Auch bei den Fassdauben sei das so. Wenn der Küfer ergrautes Holz übernehme, sei dies ein Zeichen für ihn, dass das Holz über mehrere Jahre natürlich abgelagert sei, was das Holz positiv beeinflusse. „Durch die Lagerung unter freiem Himmel werden die Gerbstoffe ausgewaschen“, führt er weiter aus. Und das mache später den geschmacklichen Unterschied beim Ausbau des Weines.


Wohl letzte Daubenhauerei in Deutschland


Die Größe der Halle sei begrenzt, deshalb habe man das Dach über Eck an zwei Seiten „auskragen“, also überstehen, lassen.
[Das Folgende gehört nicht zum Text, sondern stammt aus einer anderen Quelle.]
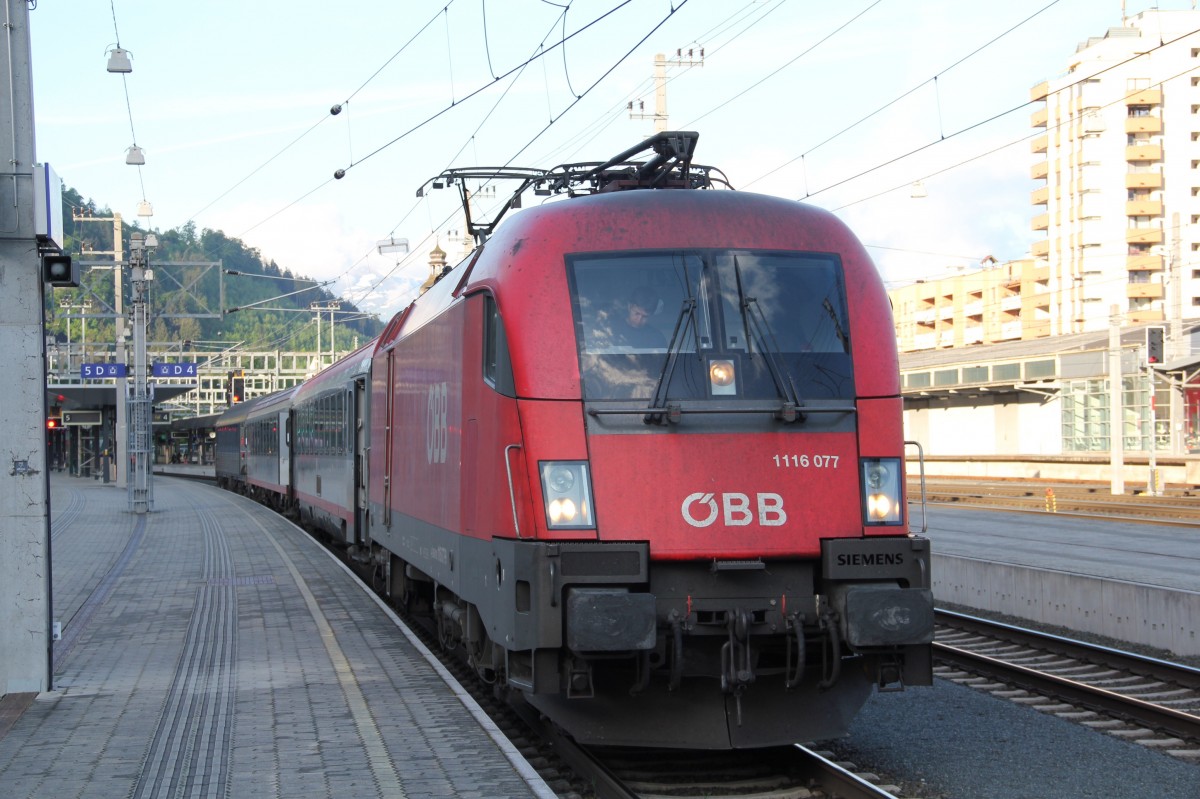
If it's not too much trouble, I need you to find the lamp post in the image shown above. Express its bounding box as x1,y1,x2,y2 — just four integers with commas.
126,232,158,513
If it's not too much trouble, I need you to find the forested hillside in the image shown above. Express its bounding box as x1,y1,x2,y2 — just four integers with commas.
46,188,383,352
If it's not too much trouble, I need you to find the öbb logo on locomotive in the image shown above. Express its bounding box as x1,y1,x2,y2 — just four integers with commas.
217,132,932,749
683,492,787,527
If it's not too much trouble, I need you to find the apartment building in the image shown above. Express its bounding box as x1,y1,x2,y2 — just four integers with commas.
888,258,1050,353
1030,11,1200,335
890,11,1200,352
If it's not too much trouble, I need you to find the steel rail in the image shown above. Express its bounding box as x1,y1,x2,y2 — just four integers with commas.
934,611,1200,743
793,744,895,799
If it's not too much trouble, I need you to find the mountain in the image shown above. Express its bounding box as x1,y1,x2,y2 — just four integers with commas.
46,188,383,353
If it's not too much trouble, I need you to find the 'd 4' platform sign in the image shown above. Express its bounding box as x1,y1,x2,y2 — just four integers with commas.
154,364,196,377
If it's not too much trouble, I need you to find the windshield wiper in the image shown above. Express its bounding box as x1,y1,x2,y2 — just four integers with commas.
733,256,804,422
642,292,696,425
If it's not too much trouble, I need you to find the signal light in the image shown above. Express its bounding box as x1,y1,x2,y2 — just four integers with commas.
42,256,79,288
1146,328,1166,364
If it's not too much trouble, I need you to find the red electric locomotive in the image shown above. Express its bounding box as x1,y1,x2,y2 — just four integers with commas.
360,133,932,749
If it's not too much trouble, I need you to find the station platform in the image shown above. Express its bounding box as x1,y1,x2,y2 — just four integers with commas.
0,474,554,799
926,500,1200,657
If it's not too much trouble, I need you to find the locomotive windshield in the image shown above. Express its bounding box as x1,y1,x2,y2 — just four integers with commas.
568,250,853,401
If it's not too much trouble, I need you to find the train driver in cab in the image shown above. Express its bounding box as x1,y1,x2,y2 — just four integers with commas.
612,286,667,350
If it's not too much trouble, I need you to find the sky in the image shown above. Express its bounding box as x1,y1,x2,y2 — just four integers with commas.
30,0,1193,319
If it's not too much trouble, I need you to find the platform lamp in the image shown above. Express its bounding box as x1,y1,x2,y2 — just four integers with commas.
108,47,133,73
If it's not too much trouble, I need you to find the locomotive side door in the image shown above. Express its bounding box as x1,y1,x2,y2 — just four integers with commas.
350,374,367,541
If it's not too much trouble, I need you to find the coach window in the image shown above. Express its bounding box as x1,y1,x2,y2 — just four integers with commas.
484,294,517,397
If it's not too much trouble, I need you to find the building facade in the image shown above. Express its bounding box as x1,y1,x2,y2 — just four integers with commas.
889,11,1200,457
1030,11,1200,337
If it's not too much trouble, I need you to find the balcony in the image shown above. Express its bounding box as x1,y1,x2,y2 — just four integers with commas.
1021,319,1050,338
1126,200,1163,216
1126,256,1163,272
1126,89,1163,106
1126,116,1163,133
912,334,937,349
1126,169,1163,188
1126,228,1163,244
1126,144,1163,163
1126,310,1163,325
1126,283,1163,300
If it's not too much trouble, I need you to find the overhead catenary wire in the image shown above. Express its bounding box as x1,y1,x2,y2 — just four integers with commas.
187,0,455,227
744,0,1061,189
825,28,1200,211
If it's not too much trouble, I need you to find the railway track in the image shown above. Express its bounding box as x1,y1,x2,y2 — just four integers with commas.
530,721,900,799
908,477,1200,525
934,611,1200,762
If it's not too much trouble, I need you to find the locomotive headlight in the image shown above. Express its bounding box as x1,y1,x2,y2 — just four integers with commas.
860,458,904,524
538,461,595,530
708,360,738,396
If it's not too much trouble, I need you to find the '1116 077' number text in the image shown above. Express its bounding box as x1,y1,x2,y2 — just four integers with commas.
775,455,839,469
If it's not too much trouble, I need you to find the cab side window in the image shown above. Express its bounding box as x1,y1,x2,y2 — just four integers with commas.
484,294,516,397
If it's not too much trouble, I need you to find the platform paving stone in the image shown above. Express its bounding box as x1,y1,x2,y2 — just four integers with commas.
0,474,553,799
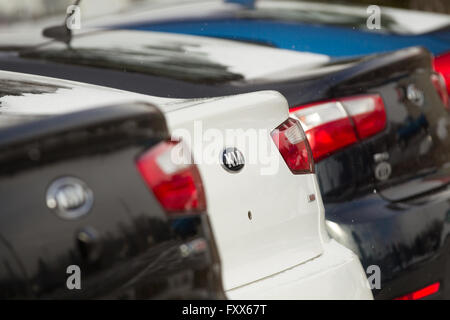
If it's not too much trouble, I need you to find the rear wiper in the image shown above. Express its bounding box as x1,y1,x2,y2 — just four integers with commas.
42,0,81,48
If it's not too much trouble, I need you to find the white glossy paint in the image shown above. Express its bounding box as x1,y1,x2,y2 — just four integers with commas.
0,72,372,299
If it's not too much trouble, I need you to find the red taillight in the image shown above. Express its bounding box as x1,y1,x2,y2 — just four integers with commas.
136,141,206,214
290,94,386,161
394,282,440,300
433,52,450,95
271,118,314,174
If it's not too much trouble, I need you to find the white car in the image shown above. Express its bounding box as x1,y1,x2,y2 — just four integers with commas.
0,72,372,299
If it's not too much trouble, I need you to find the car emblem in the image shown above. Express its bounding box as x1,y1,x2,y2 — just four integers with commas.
46,177,94,219
406,84,424,106
222,147,245,173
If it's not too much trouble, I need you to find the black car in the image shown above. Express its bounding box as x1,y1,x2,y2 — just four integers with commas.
0,30,450,299
0,78,224,299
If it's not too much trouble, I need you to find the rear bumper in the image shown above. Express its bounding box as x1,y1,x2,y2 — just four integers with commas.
226,240,373,300
325,188,450,299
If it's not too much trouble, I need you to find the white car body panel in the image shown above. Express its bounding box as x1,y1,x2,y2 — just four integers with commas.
0,71,372,299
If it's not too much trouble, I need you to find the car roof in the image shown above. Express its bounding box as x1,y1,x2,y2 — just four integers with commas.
101,1,450,57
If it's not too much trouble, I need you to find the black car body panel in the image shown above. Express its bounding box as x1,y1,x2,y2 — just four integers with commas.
0,103,224,299
0,31,450,299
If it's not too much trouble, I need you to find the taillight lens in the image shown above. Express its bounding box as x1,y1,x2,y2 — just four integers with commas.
271,118,314,174
290,94,386,161
431,73,450,110
136,141,206,214
433,52,450,95
394,282,440,300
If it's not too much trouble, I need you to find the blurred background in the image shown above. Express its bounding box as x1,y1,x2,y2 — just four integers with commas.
0,0,450,25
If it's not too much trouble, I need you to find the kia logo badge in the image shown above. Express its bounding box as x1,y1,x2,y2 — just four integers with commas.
222,148,245,173
406,84,425,106
46,177,94,219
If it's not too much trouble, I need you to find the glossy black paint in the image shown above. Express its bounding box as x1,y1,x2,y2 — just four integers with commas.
0,36,450,299
0,103,224,299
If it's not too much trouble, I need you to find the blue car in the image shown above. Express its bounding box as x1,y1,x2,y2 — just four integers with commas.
105,0,450,92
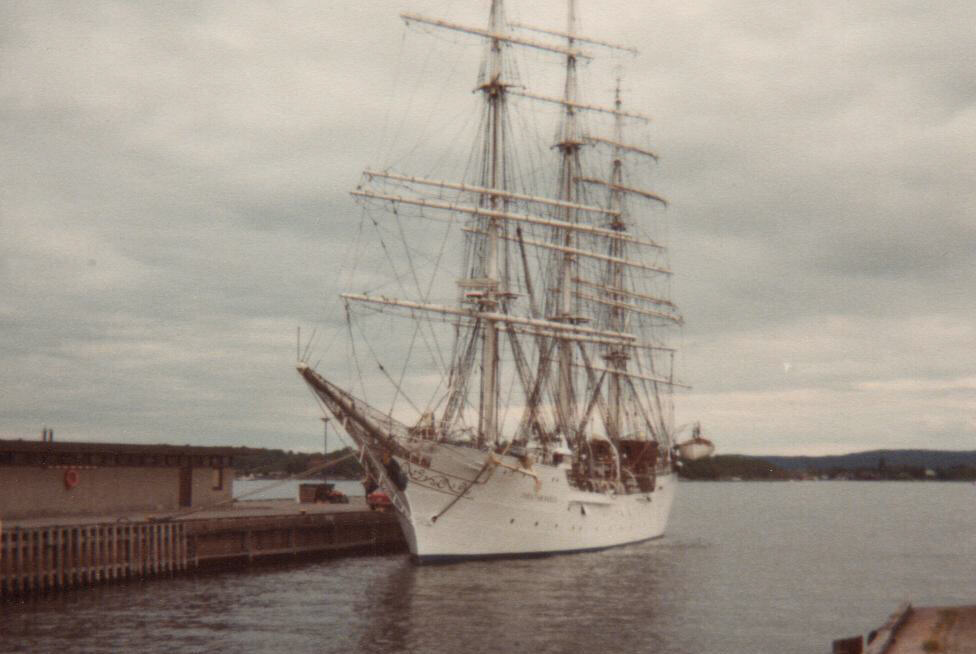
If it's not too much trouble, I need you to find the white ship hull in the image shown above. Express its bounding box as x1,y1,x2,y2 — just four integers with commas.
386,445,677,563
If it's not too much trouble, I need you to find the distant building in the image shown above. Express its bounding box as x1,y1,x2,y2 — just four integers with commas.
0,440,234,520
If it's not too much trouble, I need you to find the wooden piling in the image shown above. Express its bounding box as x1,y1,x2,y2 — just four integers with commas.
0,510,405,597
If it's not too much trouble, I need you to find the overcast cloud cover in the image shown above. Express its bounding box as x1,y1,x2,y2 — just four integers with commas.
0,0,976,453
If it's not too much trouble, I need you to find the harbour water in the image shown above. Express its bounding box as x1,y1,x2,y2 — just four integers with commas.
0,482,976,654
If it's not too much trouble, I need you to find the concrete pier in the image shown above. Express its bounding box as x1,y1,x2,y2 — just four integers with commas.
0,498,406,597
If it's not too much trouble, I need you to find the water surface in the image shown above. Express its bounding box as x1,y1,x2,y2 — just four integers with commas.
0,482,976,654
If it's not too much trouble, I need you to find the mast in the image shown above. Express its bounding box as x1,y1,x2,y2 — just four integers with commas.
478,0,506,447
555,0,582,446
605,78,628,441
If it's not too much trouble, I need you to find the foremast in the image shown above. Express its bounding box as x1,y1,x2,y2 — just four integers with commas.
343,0,680,474
477,0,506,447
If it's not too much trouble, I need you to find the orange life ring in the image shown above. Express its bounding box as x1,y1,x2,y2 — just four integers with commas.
64,468,81,490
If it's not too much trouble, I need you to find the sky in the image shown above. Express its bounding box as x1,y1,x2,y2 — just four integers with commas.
0,0,976,454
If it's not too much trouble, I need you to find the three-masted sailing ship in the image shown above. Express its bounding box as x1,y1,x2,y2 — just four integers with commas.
298,0,696,561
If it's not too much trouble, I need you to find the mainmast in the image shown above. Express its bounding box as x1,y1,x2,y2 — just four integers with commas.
553,0,582,446
604,78,628,440
478,0,506,447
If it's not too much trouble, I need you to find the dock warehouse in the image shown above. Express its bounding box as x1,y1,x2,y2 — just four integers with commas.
0,440,234,521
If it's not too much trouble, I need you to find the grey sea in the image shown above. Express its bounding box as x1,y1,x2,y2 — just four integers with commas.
0,482,976,654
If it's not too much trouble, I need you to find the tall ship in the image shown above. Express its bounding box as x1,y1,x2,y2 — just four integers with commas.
298,0,698,562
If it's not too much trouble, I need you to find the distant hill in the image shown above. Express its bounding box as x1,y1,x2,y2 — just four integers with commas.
679,450,976,481
756,450,976,470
Hier könne das fertig zugeschnittene Holz wetterunabhängig auf Paletten aufgeschichtet und Brennholz untergestellt werden. „An die Statik wurden erhöhte Ansprüche gestellt, denn der Überhang kommt ohne hinderliche Säulen aus“, sagt Müller-Schick. Bei dem Gebäude der vermutlich letzten Daubenhauerei in Deutschland habe sich ein Kaiserslauterer Architekt in Zusammenarbeit mit Architekturstudenten der  Universität Kaiserslautern verwirklicht. Es fügt sich trotz seiner Kompaktheit in die dörfliche Umgebung ein und wurde 2006 vom Bund Deutscher Architekten, Landesverband Rheinland-Pfalz, mit einem Architekturpreis ausgezeichnet.

Mit einem Sägewerk sei die Arbeit in der Daubenhauerei nicht vergleichbar. „Für Fassdauben muss das Holz exakt entlang dem natürlichen Faserverlauf geschnitten werden, damit die Fässer nicht undicht werden“, erklärt Müller-Schick. Dafür müsse er jeden Baumstamm individuell einteilen, und es erfordere viel Erfahrung, um Fehler im Holz zu erkennen und möglichst viele Fassdauben herauszubekommen. Dennoch entstehe viel Holzabfall, nur rund 30 Prozent des Stammes genügten den Anforderungen. Immerhin werde mit einem Teil der Abfälle die Halle und das Wohnhaus beheizt. 
Wenn Christian Müller-Schlick in seiner Werkstatt einen Eichenstamm bearbeitet, verspürt er Dankbarkeit: „Den großen Weinen der Welt verdanke ich es, dass die Daubenhauerei überlebt hat, dass ich hier in unmittelbarer Nähe zu  meiner Familie arbeiten kann.“ Und umgekehrt verdankten viele große Weine der Welt ihren unvergleichlichen Geschmack einer kraftvollen, meist Pfälzer Eiche, die ihren Weg durch die Daubenhauerei in Mölschbach  genommen hat.